Les chaussures s’entassent devant les mosquées, les résidences religieuses et les concessions qui accueillent les pèlerins. Dans les rues de la ville sainte, une scène revient comme un refrain à chaque Grand Magal : des milliers de fidèles marchent uniquement en chaussettes. Blanches, noires, épaisses, antidérapantes ou imperméables, elles sont devenues bien plus qu’un simple accessoire. Elles racontent une manière de vivre le Magal, mais aussi une économie qui ne cesse de grandir.
Il est un peu plus de 17 heures passée. Sur la route qui quitte la grande mosquée de Touba pour aller vers Djanatoul Mahwa, les stigmates des dernières plus sont toujours visibles. Cette rue bien fréquenté par les milliers de pèlerins qui sont venus répondre à l’appel de Cheikhoul Khadim est encore humides. Pourtant, le flot des pèlerins ne ralentit pas. Certains portent leurs chaussures à la main. D’autres les ont rangées dans un sac plastique. Tous avancent, les pieds protégés par des chaussettes.
Venu de Kolda, Mamadou Kandé explique : «pendant mon premier Magal, je marchais avec des sandales. Je passais mon temps à les enlever, les remettre, les chercher après les prières. Depuis trois ans, je viens avec plusieurs paires de chaussettes. C’est beaucoup plus simple. Mes pieds souffrent moins, et mon esprit est plus libre pour me consacrer au recueillement. »
Même son de cloche chez cette mère de famille qui vient de la capitale. Selon elle « avec les pluies, les enfants mouillent vite leurs pieds. On change de chaussettes plusieurs fois dans la journée. C’est devenu indispensable» c’est pour cela qu’elle a acheté plusieurs paires de chaussettes pour ses enfants.
Le Magal est d’abord un rendez-vous spirituel. Mais il est aussi une longue marche entre les lieux saints, les concessions et les espaces d’accueil. Dans cette ville où les fidèles enlèvent régulièrement leurs chaussures avant d’entrer dans les maisons ou les lieux de prière, les chaussettes apportent confort et praticité.
Cette année encore, les pluies accompagnent les préparatifs du Magal. Par endroits, les flaques d’eau obligent les pèlerins à modifier leur itinéraire. D’autres traversent les rues inondées chaussures à la main.
« Quand il pleut, les chaussures restent mouillées pendant des heures. Avec plusieurs paires de chaussettes, on s’adapte beaucoup mieux », raconte un jeune étudiant venu l’univeriste2 Gaston Berger de Saint-Louis.
À quelques mètres de la Grande Mosquée, les vendeurs ont bien compris cette évolution. Sur son étal soigneusement aligné, Moussa, commerçant depuis une quinzaine d’années, ne cesse de servir des clients.
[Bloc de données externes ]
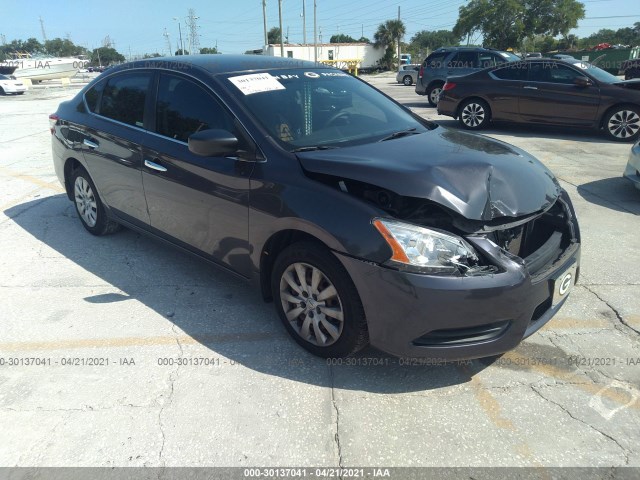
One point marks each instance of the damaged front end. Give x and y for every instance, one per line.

Les modèles se succèdent : coton, sport, semelles renforcées, antidérapantes, épaisses ou plus fines. « Le Magal représente la meilleure période de l’année. En une journée, je peux vendre plus de 300 paires. Certains pèlerins achètent cinq ou six paires d’un coup. Ils savent qu’avec les pluies, il faudra souvent en changer. »
« Avant, les gens achetaient une seule paire. Aujourd’hui, ils recherchent la qualité. Ils veulent des chaussettes qui sèchent vite, qui ne glissent pas et qui résistent aux longues marches. Les habitudes ont changé. »
Dans les marchés de Touba, chaque commerçant semble avoir trouvé sa stratégie. Les plus modestes proposent des modèles accessibles à tous. D’autres misent sur des produits plus résistants ou vendus par lots.
Pour Aïssatou, commerçante venue de la ville voisine de Mbacké, le Magal représente une véritable bouffée d’oxygène.
« Ce que je gagne pendant ces quelques jours me permet souvent de faire vivre ma famille pendant plusieurs mois. Quand les pèlerins achètent, c’est toute une chaîne qui travaille : les grossistes, les transporteurs, les détaillants… »
Au détour d’une rue, un vieux pèlerin, Madou Jaardhiou il se nomme. Le Gambien s’arrête quelques instants. Il regarde la foule avant de souffler cette phrase qui résume peut-être le mieux l’esprit du Magal. « Ici, personne ne regarde la marque de tes chaussures. Ce qui compte, c’est ton intention. Les chaussettes nous rappellent que nous sommes tous égaux devant Dieu. »
Les pieds parfois humides, souvent fatigués, mais le cœur tourné vers Khadimou Rassoul. Dans le silence des pas étouffés par les chaussettes, Touba continue d’écrire l’une de ses plus belles images : celle d’une foi qui avance, simplement, au rythme des pèlerins.